Online merchants who sell goods as a business should use Schedule C or a business tax return to account for sales, profits, expenses and losses. If you just sold your old dining room furniture to raise a few extra dollars, ask your tax preparer if you can use Schedule D and Form 8949 on your personal tax return to report the income and show a profit or loss. If you sold your furniture for $750 but paid $1,000 for it, you shouldn't have any taxable profits.
Confused by the information you received on a 1099-K? Not sure how to file a business tax return or Schedule C? Receiving a 1099-K (or multiple 1099s) can complicate your taxes. A tax pro can help you figure out the best way to report 1099-K income and balance it out against business expenses to determine your taxable income.
What if your 1099-K is wrong?
Contact the PSE directly if you find errors on your form, including these:
- You are not the person or business named on the 1099-K.
- You are not an account holder or did not receive the payments shown.
- Your taxpayer identification number (TIN) is incorrect.
- The transaction total doesn't square with your monthly statements.
- Transactions shown were on a personal account and not for business.

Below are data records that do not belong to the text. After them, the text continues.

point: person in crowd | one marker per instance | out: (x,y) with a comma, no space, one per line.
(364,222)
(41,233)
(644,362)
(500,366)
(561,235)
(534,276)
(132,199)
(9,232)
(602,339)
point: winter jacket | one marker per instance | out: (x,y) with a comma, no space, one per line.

Ask the PSE to issue a corrected 1099-K and save copies of it for your tax records.
The Bottom Line
Form 1099-K is meant to encourage taxpayers to report their business income and pay the taxes they owe. If you own a business—or supplement your regular income with side work—now's the time to get your gross receipts and expenses in order, so you can file and pay your taxes accurately and completely.
Don't hesitate to look for help if you need it. The IRS has guidance on understanding Form 1099-K, Schedule C and Schedule D for capital gains and losses. Or find a tax advisor who can help walk you through accounting and tax preparation, so all your bases are covered.